I freaked out when I saw a photograph of an old time school bus, what Markin used to call the yellow brick road magical mystery flying carpet, converted to a moving living communal set-up pioneered by max daddy Ken Kesey and his Merry Pranksters and which travelled up and down the Coast. We had travelled while on the Coast in a caravan like that with a guy named Captain Crunch that one of the guys will talk about in the tribute book who as well as personally knowing Kesey (we had gone to one of those famed be-ins at his La Honda digs) was nothing but the king hell king of our existence for a couple of years. That travelling caravan would be the way we would have gone to this or that concert by the Doors or the Jefferson Airplane at the Fillmore or in Golden Gate Park. Playing for free or a couple of bucks. (I did a double take when I saw those ticket prices beyond the many free concerts by the big name Bay-based bands including one poster which advertised a three day concert for five dollars for the whole thing. Jesus, some things were righteous then when I think I have paid many hundreds of dollars in recent years to go to a Stones concert). Yeah, as Zack said, to be young was very heaven.
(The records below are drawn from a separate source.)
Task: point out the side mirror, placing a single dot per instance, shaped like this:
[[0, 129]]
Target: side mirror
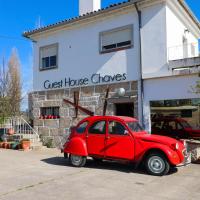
[[126, 132]]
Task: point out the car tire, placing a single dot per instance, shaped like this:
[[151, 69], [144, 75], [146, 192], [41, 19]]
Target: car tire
[[77, 161], [66, 155], [157, 164]]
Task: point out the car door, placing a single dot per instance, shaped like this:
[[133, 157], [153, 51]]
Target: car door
[[119, 143], [96, 138]]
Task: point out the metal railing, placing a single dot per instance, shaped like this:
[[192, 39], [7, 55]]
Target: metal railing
[[19, 127], [183, 51]]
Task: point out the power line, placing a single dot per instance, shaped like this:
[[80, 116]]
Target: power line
[[13, 38]]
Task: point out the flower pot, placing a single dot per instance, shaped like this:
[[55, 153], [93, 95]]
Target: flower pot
[[11, 131], [25, 144]]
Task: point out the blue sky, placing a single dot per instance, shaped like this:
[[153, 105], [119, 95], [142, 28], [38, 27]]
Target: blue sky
[[17, 16]]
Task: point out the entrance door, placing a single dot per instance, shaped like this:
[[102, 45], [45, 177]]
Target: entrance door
[[119, 143], [125, 109], [96, 138]]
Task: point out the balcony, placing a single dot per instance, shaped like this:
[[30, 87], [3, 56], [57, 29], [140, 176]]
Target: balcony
[[183, 51]]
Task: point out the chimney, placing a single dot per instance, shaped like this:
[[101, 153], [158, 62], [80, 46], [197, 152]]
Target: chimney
[[86, 6]]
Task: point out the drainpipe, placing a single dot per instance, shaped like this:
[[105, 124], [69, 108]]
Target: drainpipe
[[140, 81]]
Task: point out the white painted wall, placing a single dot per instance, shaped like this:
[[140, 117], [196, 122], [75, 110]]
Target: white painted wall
[[166, 89], [79, 57], [154, 46], [78, 54]]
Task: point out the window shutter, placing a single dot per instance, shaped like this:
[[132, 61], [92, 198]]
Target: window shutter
[[48, 51], [117, 36]]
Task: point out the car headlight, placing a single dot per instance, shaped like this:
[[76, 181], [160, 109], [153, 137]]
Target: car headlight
[[175, 146]]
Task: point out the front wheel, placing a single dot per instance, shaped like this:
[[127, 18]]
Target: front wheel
[[157, 164], [77, 161]]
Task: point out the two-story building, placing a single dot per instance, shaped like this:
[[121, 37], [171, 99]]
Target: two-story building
[[145, 51]]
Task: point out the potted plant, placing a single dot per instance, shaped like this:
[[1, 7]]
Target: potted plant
[[25, 144], [11, 131]]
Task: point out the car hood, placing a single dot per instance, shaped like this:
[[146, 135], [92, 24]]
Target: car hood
[[156, 138], [193, 132]]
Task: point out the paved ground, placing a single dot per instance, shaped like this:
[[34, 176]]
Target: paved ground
[[46, 175]]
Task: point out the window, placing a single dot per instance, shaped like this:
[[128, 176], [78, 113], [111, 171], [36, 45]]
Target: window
[[81, 128], [48, 57], [135, 126], [49, 113], [98, 128], [116, 128], [178, 117], [116, 39]]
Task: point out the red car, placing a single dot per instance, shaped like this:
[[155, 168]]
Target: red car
[[122, 139], [174, 127]]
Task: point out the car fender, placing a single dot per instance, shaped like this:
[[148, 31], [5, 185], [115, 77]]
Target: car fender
[[171, 155], [76, 146]]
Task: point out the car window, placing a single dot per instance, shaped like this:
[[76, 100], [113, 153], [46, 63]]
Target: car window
[[169, 126], [98, 127], [116, 128], [81, 128]]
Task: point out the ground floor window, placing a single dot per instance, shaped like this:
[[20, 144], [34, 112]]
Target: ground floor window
[[124, 109], [49, 113], [176, 118]]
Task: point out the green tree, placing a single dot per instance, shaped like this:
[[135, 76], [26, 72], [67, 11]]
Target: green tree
[[14, 83], [10, 86]]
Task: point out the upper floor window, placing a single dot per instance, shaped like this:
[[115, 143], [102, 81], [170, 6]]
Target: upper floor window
[[116, 39], [48, 57]]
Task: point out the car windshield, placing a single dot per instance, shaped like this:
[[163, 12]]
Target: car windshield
[[185, 124], [134, 126]]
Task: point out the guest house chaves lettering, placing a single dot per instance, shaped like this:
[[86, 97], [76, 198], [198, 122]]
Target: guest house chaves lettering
[[94, 79]]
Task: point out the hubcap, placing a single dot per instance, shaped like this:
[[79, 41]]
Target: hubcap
[[156, 164], [76, 160]]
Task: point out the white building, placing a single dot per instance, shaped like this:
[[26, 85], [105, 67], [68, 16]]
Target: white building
[[139, 45]]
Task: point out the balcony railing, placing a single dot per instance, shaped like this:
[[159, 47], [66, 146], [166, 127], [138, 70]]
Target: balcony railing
[[183, 51]]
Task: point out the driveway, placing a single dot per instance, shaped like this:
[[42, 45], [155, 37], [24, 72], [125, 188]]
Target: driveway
[[46, 175]]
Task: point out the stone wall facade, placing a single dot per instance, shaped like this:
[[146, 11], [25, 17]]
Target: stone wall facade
[[91, 97]]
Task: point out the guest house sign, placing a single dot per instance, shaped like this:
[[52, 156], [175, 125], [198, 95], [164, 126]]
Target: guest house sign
[[94, 79]]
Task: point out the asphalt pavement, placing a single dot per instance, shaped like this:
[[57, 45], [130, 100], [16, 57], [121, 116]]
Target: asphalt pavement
[[46, 175]]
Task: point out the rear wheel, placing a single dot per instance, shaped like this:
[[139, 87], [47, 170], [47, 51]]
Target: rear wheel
[[77, 161], [157, 164]]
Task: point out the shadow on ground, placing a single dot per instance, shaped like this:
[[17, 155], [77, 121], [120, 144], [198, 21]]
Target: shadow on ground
[[106, 165]]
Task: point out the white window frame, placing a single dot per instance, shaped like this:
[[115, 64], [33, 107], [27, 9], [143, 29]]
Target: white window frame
[[41, 68], [101, 50]]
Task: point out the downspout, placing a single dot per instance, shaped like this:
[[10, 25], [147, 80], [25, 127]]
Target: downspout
[[140, 81]]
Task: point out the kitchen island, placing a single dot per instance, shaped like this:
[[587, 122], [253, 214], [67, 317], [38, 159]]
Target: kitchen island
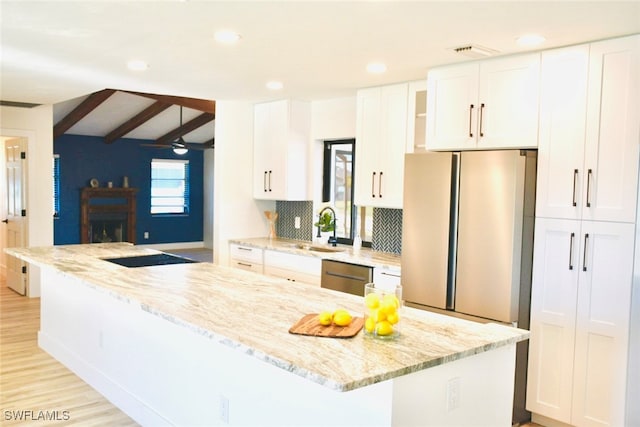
[[201, 344]]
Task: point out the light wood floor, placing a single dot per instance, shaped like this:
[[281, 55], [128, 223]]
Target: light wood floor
[[32, 381]]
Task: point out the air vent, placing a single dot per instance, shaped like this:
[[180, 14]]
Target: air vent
[[17, 104], [475, 51]]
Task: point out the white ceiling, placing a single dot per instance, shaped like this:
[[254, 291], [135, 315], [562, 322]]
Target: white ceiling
[[54, 51]]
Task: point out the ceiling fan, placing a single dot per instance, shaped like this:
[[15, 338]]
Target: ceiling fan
[[180, 146]]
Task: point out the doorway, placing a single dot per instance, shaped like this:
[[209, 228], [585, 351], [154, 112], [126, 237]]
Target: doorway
[[13, 232]]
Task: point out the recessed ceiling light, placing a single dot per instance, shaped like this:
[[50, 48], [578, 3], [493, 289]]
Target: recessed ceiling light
[[530, 40], [137, 65], [226, 36], [274, 85], [376, 67]]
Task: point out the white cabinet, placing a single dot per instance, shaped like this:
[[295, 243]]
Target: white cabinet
[[490, 104], [280, 150], [296, 268], [589, 125], [245, 257], [387, 276], [580, 306], [381, 131]]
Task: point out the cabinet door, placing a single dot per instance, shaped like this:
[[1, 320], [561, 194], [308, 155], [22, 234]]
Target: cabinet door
[[553, 316], [602, 324], [508, 110], [613, 126], [563, 103], [367, 146], [392, 146], [452, 102]]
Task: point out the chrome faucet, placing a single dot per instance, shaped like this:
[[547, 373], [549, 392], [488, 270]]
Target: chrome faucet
[[332, 239]]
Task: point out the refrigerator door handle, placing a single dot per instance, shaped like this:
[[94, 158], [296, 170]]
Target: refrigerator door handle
[[373, 184], [584, 255], [589, 178], [571, 240], [575, 184]]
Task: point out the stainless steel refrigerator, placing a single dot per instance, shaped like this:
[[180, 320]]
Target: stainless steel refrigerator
[[467, 239]]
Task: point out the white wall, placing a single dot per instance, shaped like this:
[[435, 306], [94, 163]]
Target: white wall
[[236, 213], [36, 124]]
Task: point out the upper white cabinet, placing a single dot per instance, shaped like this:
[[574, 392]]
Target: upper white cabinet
[[589, 126], [490, 104], [580, 314], [381, 136], [280, 150]]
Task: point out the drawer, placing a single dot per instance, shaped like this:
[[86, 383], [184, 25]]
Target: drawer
[[246, 253], [246, 265], [300, 263]]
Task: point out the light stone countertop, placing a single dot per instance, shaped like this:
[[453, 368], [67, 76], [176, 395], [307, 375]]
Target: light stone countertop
[[365, 256], [252, 313]]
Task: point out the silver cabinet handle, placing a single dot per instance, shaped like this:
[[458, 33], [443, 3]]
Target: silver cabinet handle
[[589, 178], [571, 239], [584, 255], [575, 184], [373, 184]]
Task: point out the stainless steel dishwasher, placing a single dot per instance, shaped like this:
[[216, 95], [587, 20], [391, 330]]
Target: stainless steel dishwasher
[[345, 277]]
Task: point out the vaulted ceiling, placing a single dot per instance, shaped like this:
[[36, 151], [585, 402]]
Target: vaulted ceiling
[[114, 114]]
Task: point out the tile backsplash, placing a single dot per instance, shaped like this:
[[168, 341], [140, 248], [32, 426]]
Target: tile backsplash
[[387, 230], [287, 213], [387, 225]]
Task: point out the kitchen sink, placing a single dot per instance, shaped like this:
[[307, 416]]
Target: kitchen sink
[[317, 248]]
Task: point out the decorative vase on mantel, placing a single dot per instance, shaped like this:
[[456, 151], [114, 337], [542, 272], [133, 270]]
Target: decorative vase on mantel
[[271, 216]]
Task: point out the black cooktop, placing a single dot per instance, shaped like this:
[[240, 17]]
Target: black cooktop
[[149, 260]]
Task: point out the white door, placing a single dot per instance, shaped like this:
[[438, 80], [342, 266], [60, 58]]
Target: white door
[[613, 125], [16, 165], [452, 105], [554, 296], [508, 114], [602, 323], [563, 105]]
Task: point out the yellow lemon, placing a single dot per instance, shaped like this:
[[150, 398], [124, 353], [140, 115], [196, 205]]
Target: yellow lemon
[[393, 318], [325, 318], [372, 301], [370, 325], [391, 299], [342, 318], [384, 328]]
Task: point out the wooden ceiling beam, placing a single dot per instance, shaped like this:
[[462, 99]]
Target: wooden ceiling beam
[[191, 125], [204, 105], [78, 113], [136, 121]]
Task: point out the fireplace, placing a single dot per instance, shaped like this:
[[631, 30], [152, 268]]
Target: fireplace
[[108, 215]]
The only thing that did not ring true, or was outside our purview, was a section dedicated many photographs of a group of drag queens called the Cockettes (draw whatever conclusion you like about that moniker) and which later morphed into another such group with a different name which I don’t remember. Sure we would see drag queens, “dykes” and “faggots” around the concerts and festivals after all San Francisco even then was a safe haven for same-sex seekers (and other misfits like communists, beat poets, and runaways from North Adamsville and all such places in between). Nowadays in the new sensibility nobody gives a fuck who you love or why, how you want to dress yourself before the world or why but then we sons of the working class had very backward views about the sexually different and those who identified that way. I can remember one time when we went down to Provincetown, Markin included, just to bait the “fags” that made the place then notorious for us straights. But you know you can learn something in this wicked old world as Markin used to say and after “getting religion” as Markin also used to say when we got hip to the world a little better when my son came out of the closet I wish we had gotten to know those “dames” and their hangers-on better because from the photographs some of them looked kind of foxy and probably fun to be around. Yeah, I looked it up, looked up the full Wordsworth quote that Zack is using for the series-the other part applies too-“Twas bliss to be alive.”